Empires first emerge in the Near East (Assyrian, Babylonian, Egyptian), and are followed by more expansive empires in the centuries immediately surrounding the beginning of the Christian era (Macedonian, Greek, Roman, Persian, and Chinese). It is not until the dawn of European modernity, however, that imperial expansion takes on a globalizing form.

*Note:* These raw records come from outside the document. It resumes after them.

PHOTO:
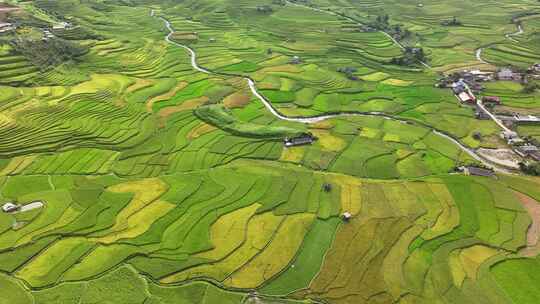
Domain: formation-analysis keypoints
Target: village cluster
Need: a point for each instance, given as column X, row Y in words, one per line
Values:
column 468, row 84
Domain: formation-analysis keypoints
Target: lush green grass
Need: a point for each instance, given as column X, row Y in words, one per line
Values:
column 162, row 184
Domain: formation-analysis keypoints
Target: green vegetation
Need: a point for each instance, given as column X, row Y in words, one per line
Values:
column 162, row 183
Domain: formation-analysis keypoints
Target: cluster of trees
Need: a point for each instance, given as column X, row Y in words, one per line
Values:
column 411, row 56
column 47, row 53
column 382, row 23
column 453, row 22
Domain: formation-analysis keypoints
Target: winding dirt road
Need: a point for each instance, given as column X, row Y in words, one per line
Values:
column 314, row 119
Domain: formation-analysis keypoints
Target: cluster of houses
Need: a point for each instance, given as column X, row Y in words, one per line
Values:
column 520, row 146
column 301, row 140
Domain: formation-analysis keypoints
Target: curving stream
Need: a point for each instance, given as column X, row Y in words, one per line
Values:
column 317, row 118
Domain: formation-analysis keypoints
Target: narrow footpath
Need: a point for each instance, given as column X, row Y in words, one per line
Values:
column 314, row 119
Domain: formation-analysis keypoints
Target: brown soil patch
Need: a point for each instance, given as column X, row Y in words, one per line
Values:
column 166, row 96
column 200, row 130
column 533, row 233
column 236, row 100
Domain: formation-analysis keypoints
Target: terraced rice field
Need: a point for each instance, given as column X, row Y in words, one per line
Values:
column 165, row 184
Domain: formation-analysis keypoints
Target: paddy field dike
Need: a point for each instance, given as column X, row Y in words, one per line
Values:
column 165, row 179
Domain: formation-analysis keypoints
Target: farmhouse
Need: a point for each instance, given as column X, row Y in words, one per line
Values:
column 505, row 74
column 528, row 151
column 304, row 139
column 535, row 68
column 10, row 207
column 466, row 97
column 479, row 113
column 491, row 99
column 458, row 88
column 526, row 119
column 477, row 171
column 6, row 27
column 61, row 26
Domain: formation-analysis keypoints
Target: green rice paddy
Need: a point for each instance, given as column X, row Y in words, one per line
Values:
column 162, row 184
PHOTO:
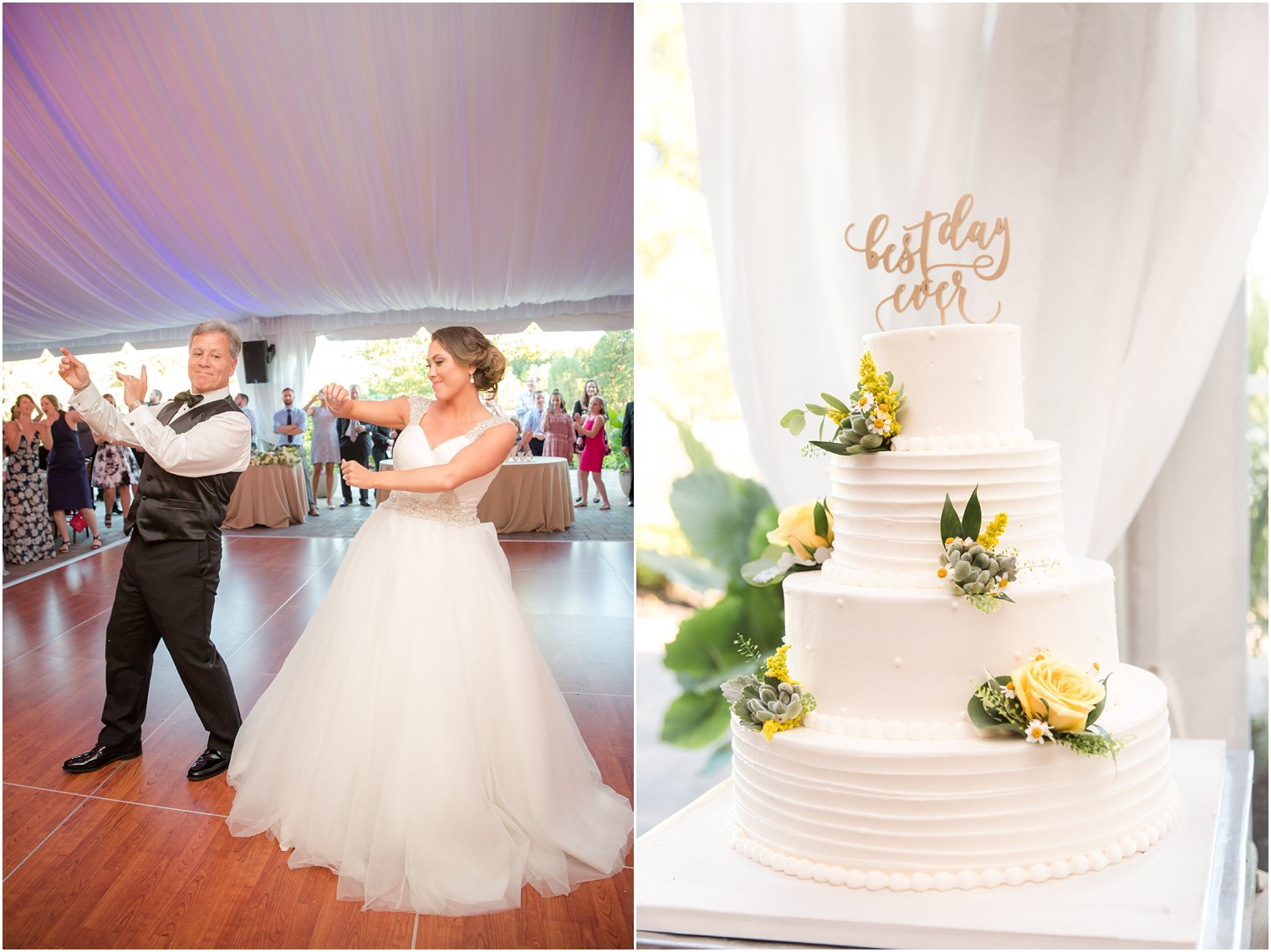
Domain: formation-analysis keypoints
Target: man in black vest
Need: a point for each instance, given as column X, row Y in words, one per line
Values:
column 196, row 448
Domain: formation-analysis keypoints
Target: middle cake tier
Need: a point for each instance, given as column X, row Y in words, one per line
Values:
column 887, row 510
column 892, row 664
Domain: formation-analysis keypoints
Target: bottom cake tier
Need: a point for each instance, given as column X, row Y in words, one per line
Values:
column 956, row 814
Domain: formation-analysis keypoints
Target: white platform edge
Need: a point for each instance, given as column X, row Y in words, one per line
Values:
column 691, row 883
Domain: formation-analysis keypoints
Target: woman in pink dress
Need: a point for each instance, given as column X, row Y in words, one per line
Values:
column 593, row 432
column 559, row 430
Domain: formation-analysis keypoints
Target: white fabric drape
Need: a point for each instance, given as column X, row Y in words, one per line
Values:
column 369, row 163
column 1126, row 144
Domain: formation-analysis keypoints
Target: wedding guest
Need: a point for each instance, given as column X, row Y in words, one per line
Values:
column 595, row 444
column 290, row 424
column 115, row 471
column 324, row 445
column 28, row 532
column 559, row 430
column 590, row 389
column 198, row 444
column 380, row 439
column 355, row 445
column 68, row 478
column 533, row 436
column 525, row 400
column 242, row 400
column 630, row 445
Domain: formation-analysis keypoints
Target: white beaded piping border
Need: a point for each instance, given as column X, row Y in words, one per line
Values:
column 875, row 729
column 966, row 878
column 962, row 441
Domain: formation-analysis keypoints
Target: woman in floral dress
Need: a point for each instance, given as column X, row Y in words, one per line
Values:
column 559, row 430
column 324, row 451
column 115, row 468
column 28, row 532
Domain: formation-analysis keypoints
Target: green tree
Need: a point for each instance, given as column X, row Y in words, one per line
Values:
column 610, row 363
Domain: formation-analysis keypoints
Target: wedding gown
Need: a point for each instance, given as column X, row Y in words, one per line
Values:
column 415, row 741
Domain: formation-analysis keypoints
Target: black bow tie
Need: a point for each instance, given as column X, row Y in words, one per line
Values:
column 190, row 400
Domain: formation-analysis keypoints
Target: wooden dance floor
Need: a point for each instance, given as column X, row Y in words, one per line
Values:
column 136, row 857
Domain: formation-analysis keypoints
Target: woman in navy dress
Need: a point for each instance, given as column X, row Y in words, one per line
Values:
column 28, row 535
column 68, row 476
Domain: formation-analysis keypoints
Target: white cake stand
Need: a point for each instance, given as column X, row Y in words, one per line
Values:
column 1192, row 890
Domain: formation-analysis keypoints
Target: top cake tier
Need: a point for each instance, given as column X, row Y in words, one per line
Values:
column 963, row 385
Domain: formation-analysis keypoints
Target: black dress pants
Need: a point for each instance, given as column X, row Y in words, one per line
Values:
column 166, row 591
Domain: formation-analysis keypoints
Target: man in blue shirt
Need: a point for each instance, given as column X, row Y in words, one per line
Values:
column 290, row 425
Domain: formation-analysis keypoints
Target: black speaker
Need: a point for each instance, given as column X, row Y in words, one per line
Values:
column 256, row 361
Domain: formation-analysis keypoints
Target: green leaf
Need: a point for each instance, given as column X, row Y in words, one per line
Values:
column 794, row 421
column 688, row 571
column 835, row 402
column 753, row 568
column 835, row 448
column 972, row 515
column 703, row 644
column 696, row 718
column 1099, row 708
column 717, row 514
column 951, row 527
column 698, row 454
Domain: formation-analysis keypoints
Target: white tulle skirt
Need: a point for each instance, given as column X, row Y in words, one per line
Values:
column 416, row 742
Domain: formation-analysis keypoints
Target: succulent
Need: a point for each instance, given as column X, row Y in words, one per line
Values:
column 972, row 570
column 757, row 702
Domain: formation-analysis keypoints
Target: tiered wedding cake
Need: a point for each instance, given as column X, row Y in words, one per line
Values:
column 887, row 783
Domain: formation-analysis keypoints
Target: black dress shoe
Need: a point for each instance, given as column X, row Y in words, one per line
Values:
column 100, row 756
column 209, row 764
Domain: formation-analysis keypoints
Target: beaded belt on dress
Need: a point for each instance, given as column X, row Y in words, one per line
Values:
column 442, row 507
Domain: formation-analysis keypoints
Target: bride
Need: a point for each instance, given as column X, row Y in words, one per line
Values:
column 415, row 741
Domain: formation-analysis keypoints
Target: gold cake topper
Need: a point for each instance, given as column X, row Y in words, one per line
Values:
column 953, row 231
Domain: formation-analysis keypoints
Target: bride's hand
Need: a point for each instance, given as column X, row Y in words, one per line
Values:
column 337, row 400
column 355, row 474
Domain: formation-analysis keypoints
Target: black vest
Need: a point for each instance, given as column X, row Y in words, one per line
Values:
column 182, row 509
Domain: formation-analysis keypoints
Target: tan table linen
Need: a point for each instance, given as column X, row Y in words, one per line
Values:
column 268, row 496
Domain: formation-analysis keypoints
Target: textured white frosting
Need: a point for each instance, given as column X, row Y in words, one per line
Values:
column 887, row 509
column 970, row 812
column 961, row 380
column 901, row 656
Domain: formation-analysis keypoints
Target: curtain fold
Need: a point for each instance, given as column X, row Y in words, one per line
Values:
column 1125, row 143
column 166, row 164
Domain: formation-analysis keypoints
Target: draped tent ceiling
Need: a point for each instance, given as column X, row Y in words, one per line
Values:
column 359, row 171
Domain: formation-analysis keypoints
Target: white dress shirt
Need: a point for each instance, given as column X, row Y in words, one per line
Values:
column 220, row 444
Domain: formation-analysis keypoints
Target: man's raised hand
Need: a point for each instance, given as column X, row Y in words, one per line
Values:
column 73, row 370
column 134, row 387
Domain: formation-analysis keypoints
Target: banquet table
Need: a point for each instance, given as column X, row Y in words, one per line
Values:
column 268, row 496
column 528, row 496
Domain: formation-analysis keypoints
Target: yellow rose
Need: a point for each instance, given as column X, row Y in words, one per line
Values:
column 796, row 527
column 1069, row 695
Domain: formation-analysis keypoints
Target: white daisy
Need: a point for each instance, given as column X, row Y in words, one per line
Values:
column 1038, row 732
column 880, row 424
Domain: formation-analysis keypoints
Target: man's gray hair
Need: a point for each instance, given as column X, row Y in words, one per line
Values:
column 219, row 327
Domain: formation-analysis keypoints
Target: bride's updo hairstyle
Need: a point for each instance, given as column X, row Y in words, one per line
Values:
column 471, row 347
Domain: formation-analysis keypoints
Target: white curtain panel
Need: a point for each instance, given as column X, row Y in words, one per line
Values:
column 364, row 163
column 1126, row 145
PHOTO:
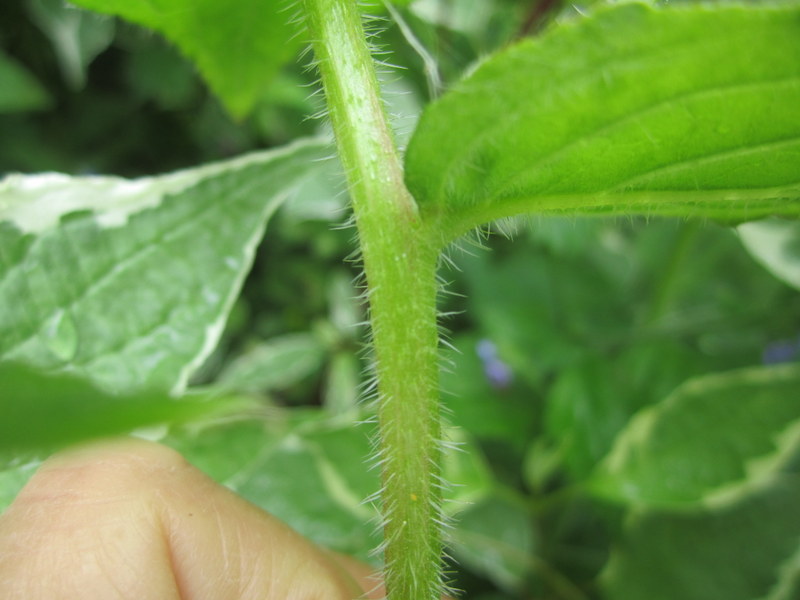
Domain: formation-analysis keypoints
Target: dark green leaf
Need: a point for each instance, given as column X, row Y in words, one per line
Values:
column 744, row 551
column 238, row 46
column 712, row 439
column 19, row 90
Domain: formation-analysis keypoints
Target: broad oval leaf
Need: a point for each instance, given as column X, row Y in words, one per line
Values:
column 129, row 282
column 713, row 439
column 238, row 46
column 744, row 551
column 686, row 110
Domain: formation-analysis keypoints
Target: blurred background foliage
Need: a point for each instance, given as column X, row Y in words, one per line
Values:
column 558, row 334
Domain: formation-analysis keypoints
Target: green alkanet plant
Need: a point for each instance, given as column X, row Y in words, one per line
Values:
column 690, row 110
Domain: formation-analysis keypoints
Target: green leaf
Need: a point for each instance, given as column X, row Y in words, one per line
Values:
column 238, row 46
column 312, row 471
column 712, row 440
column 274, row 365
column 77, row 36
column 590, row 403
column 19, row 90
column 746, row 551
column 683, row 110
column 495, row 538
column 42, row 412
column 776, row 245
column 129, row 282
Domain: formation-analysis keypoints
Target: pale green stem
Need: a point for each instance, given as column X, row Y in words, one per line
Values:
column 400, row 256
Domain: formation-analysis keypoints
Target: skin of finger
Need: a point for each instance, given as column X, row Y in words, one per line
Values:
column 131, row 519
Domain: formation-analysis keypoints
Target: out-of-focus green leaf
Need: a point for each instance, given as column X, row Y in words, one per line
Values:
column 41, row 412
column 19, row 90
column 657, row 110
column 129, row 282
column 714, row 438
column 275, row 364
column 776, row 245
column 495, row 537
column 238, row 46
column 744, row 551
column 588, row 405
column 305, row 469
column 486, row 411
column 78, row 36
column 312, row 471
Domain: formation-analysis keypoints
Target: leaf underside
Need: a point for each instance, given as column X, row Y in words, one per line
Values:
column 132, row 286
column 687, row 111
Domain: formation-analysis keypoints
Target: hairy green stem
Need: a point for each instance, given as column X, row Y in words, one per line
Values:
column 400, row 256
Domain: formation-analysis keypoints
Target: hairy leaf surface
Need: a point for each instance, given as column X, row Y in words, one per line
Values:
column 681, row 110
column 129, row 282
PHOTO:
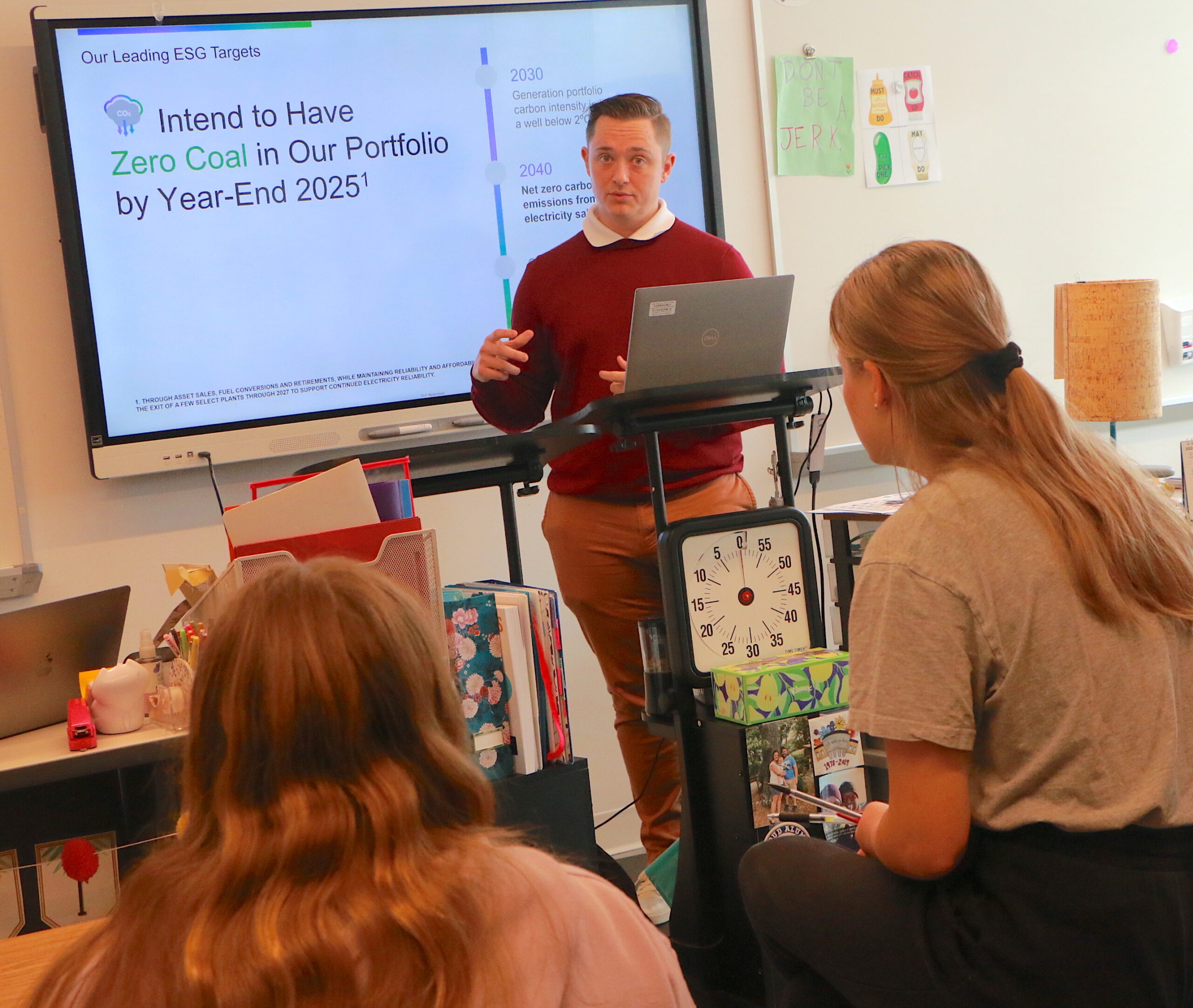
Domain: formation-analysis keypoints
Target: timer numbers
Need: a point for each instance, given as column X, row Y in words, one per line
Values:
column 745, row 595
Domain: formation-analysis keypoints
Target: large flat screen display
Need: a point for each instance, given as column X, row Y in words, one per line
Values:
column 319, row 214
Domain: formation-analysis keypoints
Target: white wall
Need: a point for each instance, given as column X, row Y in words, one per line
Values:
column 1060, row 141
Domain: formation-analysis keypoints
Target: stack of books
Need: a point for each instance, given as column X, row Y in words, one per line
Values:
column 507, row 654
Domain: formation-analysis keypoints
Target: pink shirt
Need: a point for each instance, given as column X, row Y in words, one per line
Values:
column 576, row 941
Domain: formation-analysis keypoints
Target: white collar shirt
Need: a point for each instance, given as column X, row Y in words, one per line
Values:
column 599, row 235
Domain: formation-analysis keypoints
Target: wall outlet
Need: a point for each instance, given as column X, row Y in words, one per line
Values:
column 1177, row 316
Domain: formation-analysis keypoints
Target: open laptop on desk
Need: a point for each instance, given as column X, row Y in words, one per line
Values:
column 692, row 333
column 45, row 648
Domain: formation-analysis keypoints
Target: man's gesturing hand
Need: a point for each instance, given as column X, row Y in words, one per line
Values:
column 499, row 352
column 616, row 378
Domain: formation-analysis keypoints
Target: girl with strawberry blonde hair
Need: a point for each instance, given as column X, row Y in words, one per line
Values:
column 339, row 847
column 1022, row 636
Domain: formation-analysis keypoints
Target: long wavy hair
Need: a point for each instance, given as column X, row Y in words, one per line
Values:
column 921, row 312
column 337, row 839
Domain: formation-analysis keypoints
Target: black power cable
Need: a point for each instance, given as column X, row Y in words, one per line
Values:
column 814, row 481
column 212, row 473
column 659, row 748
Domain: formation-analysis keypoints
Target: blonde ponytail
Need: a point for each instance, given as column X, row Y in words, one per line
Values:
column 923, row 312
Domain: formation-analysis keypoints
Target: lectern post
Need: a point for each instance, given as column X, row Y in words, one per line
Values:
column 709, row 927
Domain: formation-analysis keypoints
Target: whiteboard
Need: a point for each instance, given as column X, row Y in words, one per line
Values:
column 1066, row 141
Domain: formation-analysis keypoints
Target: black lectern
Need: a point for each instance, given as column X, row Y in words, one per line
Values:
column 775, row 608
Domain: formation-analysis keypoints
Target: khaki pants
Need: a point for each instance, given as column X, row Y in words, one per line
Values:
column 609, row 576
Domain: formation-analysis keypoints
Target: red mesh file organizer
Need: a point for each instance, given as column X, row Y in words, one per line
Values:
column 361, row 543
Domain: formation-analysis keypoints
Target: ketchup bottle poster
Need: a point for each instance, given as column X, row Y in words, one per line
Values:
column 896, row 112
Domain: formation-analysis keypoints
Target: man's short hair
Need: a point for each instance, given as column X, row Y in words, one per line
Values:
column 631, row 107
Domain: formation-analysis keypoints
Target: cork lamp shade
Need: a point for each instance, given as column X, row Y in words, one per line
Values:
column 1107, row 349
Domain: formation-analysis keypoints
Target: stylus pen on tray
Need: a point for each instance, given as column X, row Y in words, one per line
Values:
column 832, row 807
column 821, row 817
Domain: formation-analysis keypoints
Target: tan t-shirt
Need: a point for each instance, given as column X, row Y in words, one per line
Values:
column 967, row 631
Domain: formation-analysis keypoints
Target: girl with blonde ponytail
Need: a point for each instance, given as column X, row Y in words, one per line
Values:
column 339, row 849
column 1023, row 640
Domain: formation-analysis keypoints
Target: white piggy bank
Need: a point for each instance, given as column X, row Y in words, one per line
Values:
column 118, row 699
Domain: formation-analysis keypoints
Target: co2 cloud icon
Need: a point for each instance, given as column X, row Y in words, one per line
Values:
column 124, row 111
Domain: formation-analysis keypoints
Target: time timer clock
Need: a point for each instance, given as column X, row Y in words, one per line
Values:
column 742, row 587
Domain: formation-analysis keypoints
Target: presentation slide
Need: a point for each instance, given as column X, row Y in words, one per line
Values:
column 288, row 218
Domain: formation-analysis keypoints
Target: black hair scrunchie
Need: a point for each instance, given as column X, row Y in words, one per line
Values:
column 996, row 365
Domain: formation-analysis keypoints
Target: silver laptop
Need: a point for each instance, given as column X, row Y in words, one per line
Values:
column 45, row 648
column 693, row 333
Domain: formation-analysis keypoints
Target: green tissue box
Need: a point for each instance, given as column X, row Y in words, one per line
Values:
column 797, row 684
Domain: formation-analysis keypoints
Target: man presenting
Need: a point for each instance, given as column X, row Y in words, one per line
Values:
column 572, row 329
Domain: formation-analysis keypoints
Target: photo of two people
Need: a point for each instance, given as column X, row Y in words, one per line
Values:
column 779, row 753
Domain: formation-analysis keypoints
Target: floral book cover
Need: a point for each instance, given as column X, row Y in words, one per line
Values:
column 474, row 641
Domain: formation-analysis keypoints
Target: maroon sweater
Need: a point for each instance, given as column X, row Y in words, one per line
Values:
column 579, row 301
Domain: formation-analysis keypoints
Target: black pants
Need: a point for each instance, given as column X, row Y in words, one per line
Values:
column 1035, row 917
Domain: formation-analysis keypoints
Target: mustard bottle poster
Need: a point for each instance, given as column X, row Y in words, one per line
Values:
column 814, row 116
column 896, row 108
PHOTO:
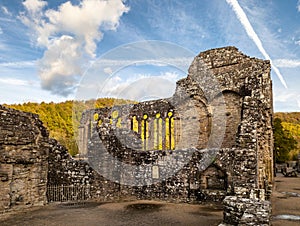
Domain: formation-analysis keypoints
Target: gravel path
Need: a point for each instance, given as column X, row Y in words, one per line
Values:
column 126, row 213
column 286, row 201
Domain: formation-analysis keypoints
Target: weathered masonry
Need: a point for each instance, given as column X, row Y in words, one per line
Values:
column 211, row 141
column 149, row 132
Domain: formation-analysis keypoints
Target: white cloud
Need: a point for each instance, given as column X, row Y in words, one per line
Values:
column 287, row 63
column 34, row 6
column 70, row 35
column 242, row 17
column 12, row 81
column 140, row 87
column 18, row 64
column 108, row 70
column 5, row 11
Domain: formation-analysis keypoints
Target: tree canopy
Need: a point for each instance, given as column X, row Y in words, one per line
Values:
column 58, row 119
column 284, row 142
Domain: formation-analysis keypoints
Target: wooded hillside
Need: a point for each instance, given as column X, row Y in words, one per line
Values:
column 57, row 117
column 291, row 123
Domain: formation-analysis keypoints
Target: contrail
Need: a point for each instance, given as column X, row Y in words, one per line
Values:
column 242, row 17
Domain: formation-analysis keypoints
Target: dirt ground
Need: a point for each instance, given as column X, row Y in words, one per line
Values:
column 286, row 201
column 125, row 213
column 285, row 204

The establishment of modern European empires can be divided into three periods. The first runs from the late fifteenth to the middle of the seventeenth century, and is marked by Portuguese and Spanish conquest of the New World. The second runs from the middle of the seventeenth to the middle of the nineteenth century, and was initiated by successful challenges to Spanish/Habsburg hegemony by Holland, Britain, and France, and by their own establishment of maritime empires. The third and final period, representing the zenith of European imperialism, begins in the second half of the nineteenth century and is not concluded until decolonization in the decades following World War II. Empire during this period is married with nationalism and racism in an era of intensifying inter-imperialist rivalry.

While the decades following World War II marked the denouement of formal empires, they did not mark the end of theorizing about empire. A new generation of radical thinkers insisted that formal imperial rule had simply been replaced by new forms of informal economic and political subjugation in the capitalist world system. More recently, such thinking has informed discussions of whether or not the contemporary USA is, or is moving towards, becoming an empire, given its most recent global projection of power.

Bibliography:

  1. Hardt, M. & Negri, A. (2000) Empire. Harvard University Press, Cambridge, MA.
  2. Lenin, V. I. (1950) [1917] Imperialism, the Highest Stage of Capitalism. In: Selected Works, vol. 1. Foreign Languages Publishing House, Moscow.